Lookup error on 'extracted keywords from resume' - Githubissues

srbhr / Resume-Matcher

Resume Matcher is an open source, free tool to improve your resume. It works by using language models to compare and rank resumes with job descriptions.

https://www.resumematcher.fyi/

Apache License 2.0

4.76k stars 1.93k forks source link

Lookup error on 'extracted keywords from resume' #90

Closed thomassbooth closed 12 months ago

thomassbooth commented 12 months ago

Issue Title

Error occuring, looks like an import error. All readme steps followed properly.

Type

[ ] Big
[ ] Feature Request
[ ] Info
[x] Bug
[ ] Documentation
[ ] Other (please specify):

Description

After starting the streamlit server locally, on extracting keywords from the resume, it displays a lookup error.

Expected Behavior

The streamlit server to display the words extracted from the resume.

Current Behavior

An error is currently displaying.

Steps to Reproduce

Clone repo
Initialise venv
install dependencies
remove exsisting resumes and job descriptions.
Add in new Job description .pdf and Resume .pdf
Parse them
start the streamlit server.

Screenshots / Code Snippets (if applicable)
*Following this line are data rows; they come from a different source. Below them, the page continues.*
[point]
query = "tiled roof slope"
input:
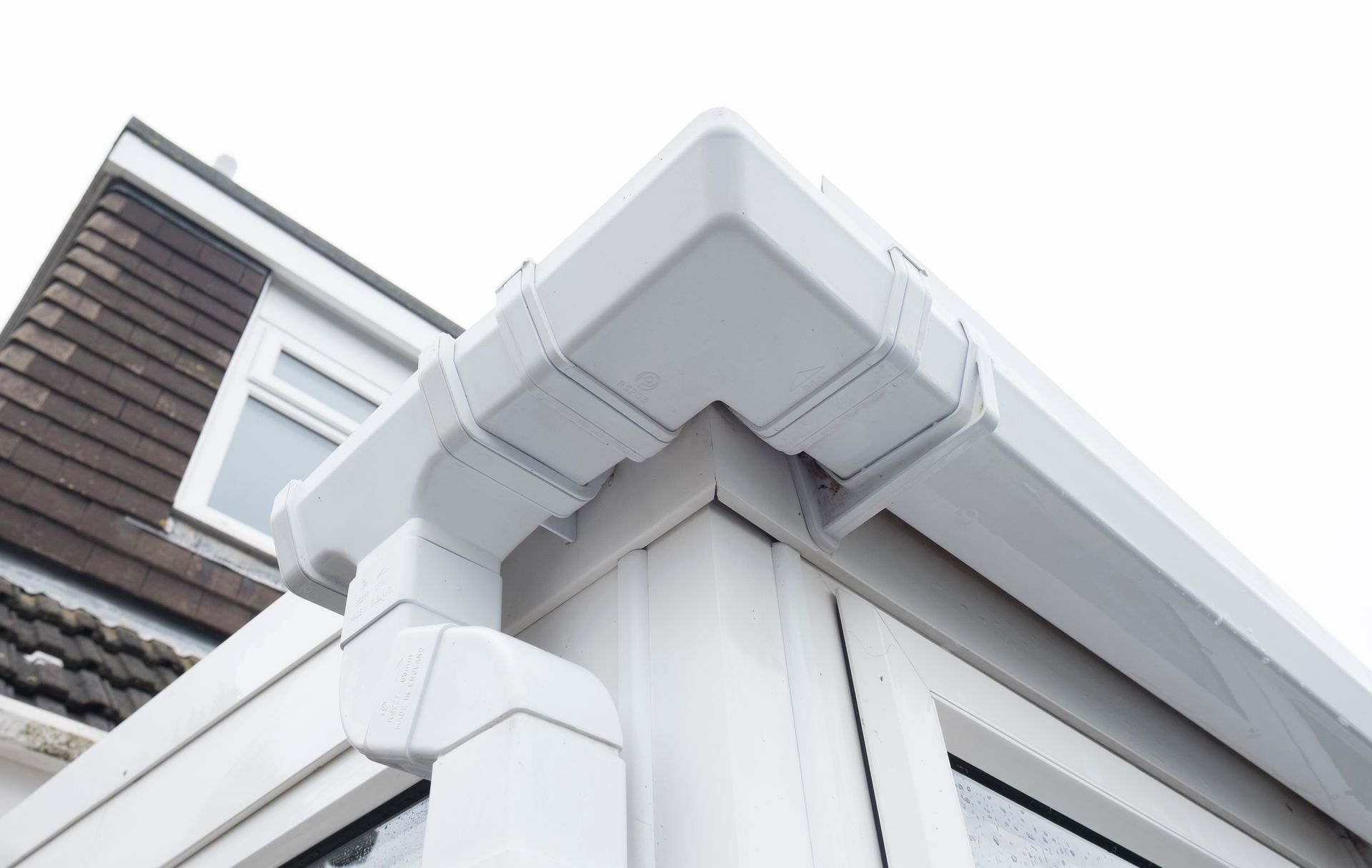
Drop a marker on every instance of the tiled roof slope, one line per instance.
(104, 386)
(104, 672)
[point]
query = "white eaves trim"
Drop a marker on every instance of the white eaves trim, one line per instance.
(40, 739)
(313, 273)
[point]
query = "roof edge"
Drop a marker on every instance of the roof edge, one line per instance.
(308, 238)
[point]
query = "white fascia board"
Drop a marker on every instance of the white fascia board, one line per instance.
(317, 276)
(39, 738)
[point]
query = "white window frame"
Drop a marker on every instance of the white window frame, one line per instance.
(714, 513)
(250, 376)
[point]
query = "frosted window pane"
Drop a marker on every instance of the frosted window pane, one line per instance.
(323, 387)
(267, 452)
(1005, 834)
(395, 844)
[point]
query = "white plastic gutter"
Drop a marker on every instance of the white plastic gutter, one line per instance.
(720, 274)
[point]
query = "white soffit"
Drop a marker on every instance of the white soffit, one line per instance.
(1047, 505)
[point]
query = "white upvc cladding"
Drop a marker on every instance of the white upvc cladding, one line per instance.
(693, 594)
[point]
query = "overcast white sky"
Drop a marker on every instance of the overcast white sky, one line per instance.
(1168, 207)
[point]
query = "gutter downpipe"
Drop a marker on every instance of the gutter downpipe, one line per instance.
(717, 274)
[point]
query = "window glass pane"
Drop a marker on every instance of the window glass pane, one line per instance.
(267, 452)
(1006, 833)
(323, 387)
(395, 844)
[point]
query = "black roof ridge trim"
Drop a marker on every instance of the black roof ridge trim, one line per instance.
(312, 240)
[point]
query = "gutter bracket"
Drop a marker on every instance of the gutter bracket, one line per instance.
(835, 508)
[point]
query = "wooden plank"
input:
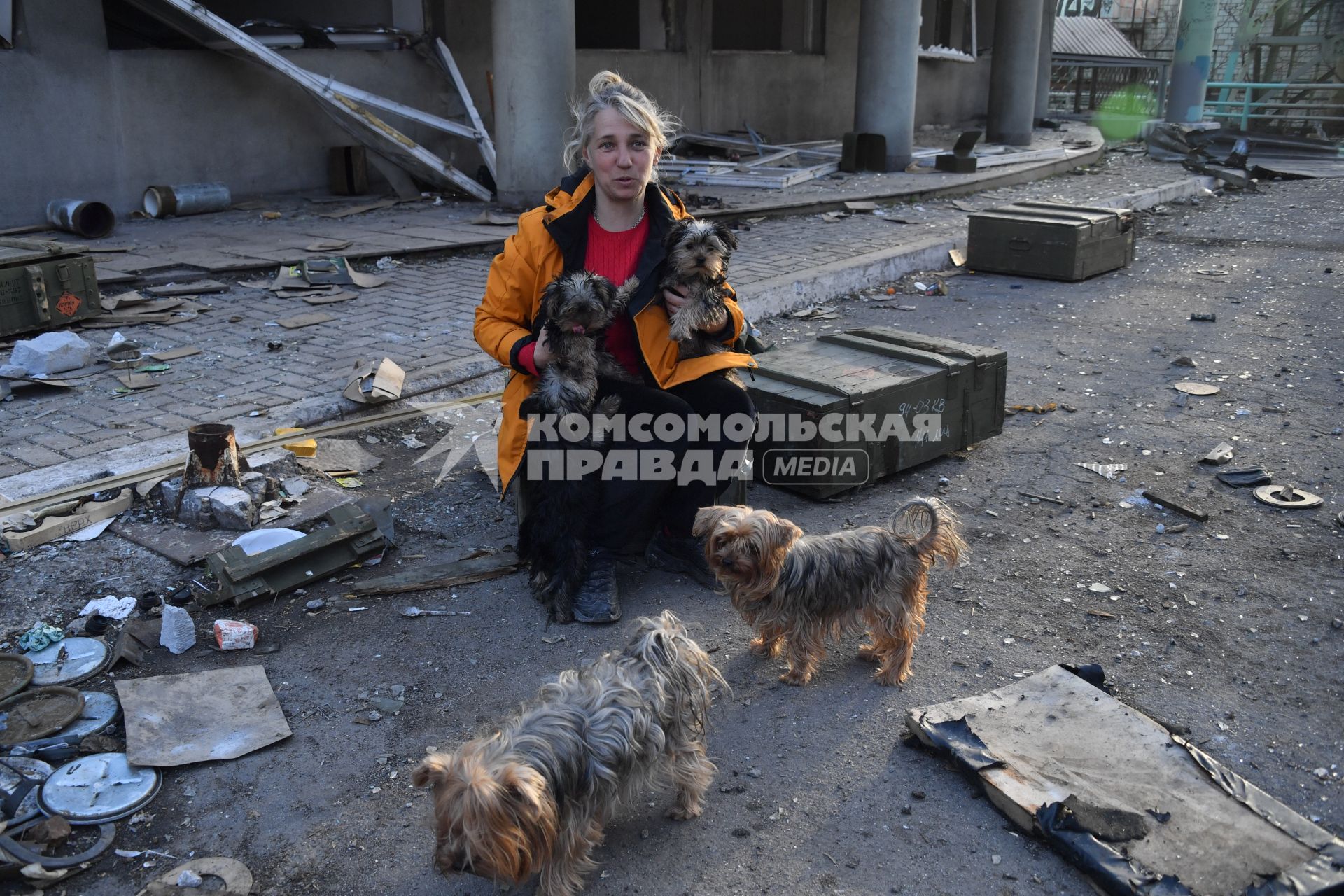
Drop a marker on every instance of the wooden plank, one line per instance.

Error: LookupError: ********************************************************************** Resource [93mpunkt[0m not found. Please use the NLTK Downloader to obtain the resource: [31m>>> import nltk >>> nltk.download('punkt') [0m For more information see: https://www.nltk.org/data.html Attempted to load [93mtokenizers/punkt/PY3/english.pickle[0m Searched in: - '/Users/thomasbooth/nltk_data' - '/Users/thomasbooth/Documents/Personal/Resume-Matcher/env/nltk_data' - '/Users/thomasbooth/Documents/Personal/Resume-Matcher/env/share/nltk_data' - '/Users/thomasbooth/Documents/Personal/Resume-Matcher/env/lib/nltk_data' - '/usr/share/nltk_data' - '/usr/local/share/nltk_data' - '/usr/lib/nltk_data' - '/usr/local/lib/nltk_data' - '' ********************************************************************** Traceback: File "/Users/thomasbooth/Documents/Personal/Resume-Matcher/env/lib/python3.11/site-packages/streamlit/runtime/scriptrunner/script_runner.py", line 552, in _run_script exec(code, module.__dict__) File "/Users/thomasbooth/Documents/Personal/Resume-Matcher/streamlit_app.py", line 160, in <module> annotated_text(create_annotated_text( ^^^^^^^^^^^^^^^^^^^^^^ File "/Users/thomasbooth/Documents/Personal/Resume-Matcher/streamlit_app.py", line 86, in create_annotated_text tokens = nltk.word_tokenize(input_string) ^^^^^^^^^^^^^^^^^^^^^^^^^^^^^^^^ File "/Users/thomasbooth/Documents/Personal/Resume-Matcher/env/lib/python3.11/site-packages/nltk/tokenize/__init__.py", line 129, in word_tokenize sentences = [text] if preserve_line else sent_tokenize(text, language) ^^^^^^^^^^^^^^^^^^^^^^^^^^^^^ File "/Users/thomasbooth/Documents/Personal/Resume-Matcher/env/lib/python3.11/site-packages/nltk/tokenize/__init__.py", line 106, in sent_tokenize tokenizer = load(f"tokenizers/punkt/{language}.pickle") ^^^^^^^^^^^^^^^^^^^^^^^^^^^^^^^^^^^^^^^^^^^ File "/Users/thomasbooth/Documents/Personal/Resume-Matcher/env/lib/python3.11/site-packages/nltk/data.py", line 750, in load opened_resource = _open(resource_url) ^^^^^^^^^^^^^^^^^^^ File "/Users/thomasbooth/Documents/Personal/Resume-Matcher/env/lib/python3.11/site-packages/nltk/data.py", line 876, in _open return find(path_, path + [""]).open() ^^^^^^^^^^^^^^^^^^^^^^^^ File "/Users/thomasbooth/Documents/Personal/Resume-Matcher/env/lib/python3.11/site-packages/nltk/data.py", line 583, in find raise LookupError(resource_not_found)

Environment

Operating System: Mac OS: Ventura 13.4
Browser (if applicable): Chrome
Version/Commit ID (if applicable): Im on main branch.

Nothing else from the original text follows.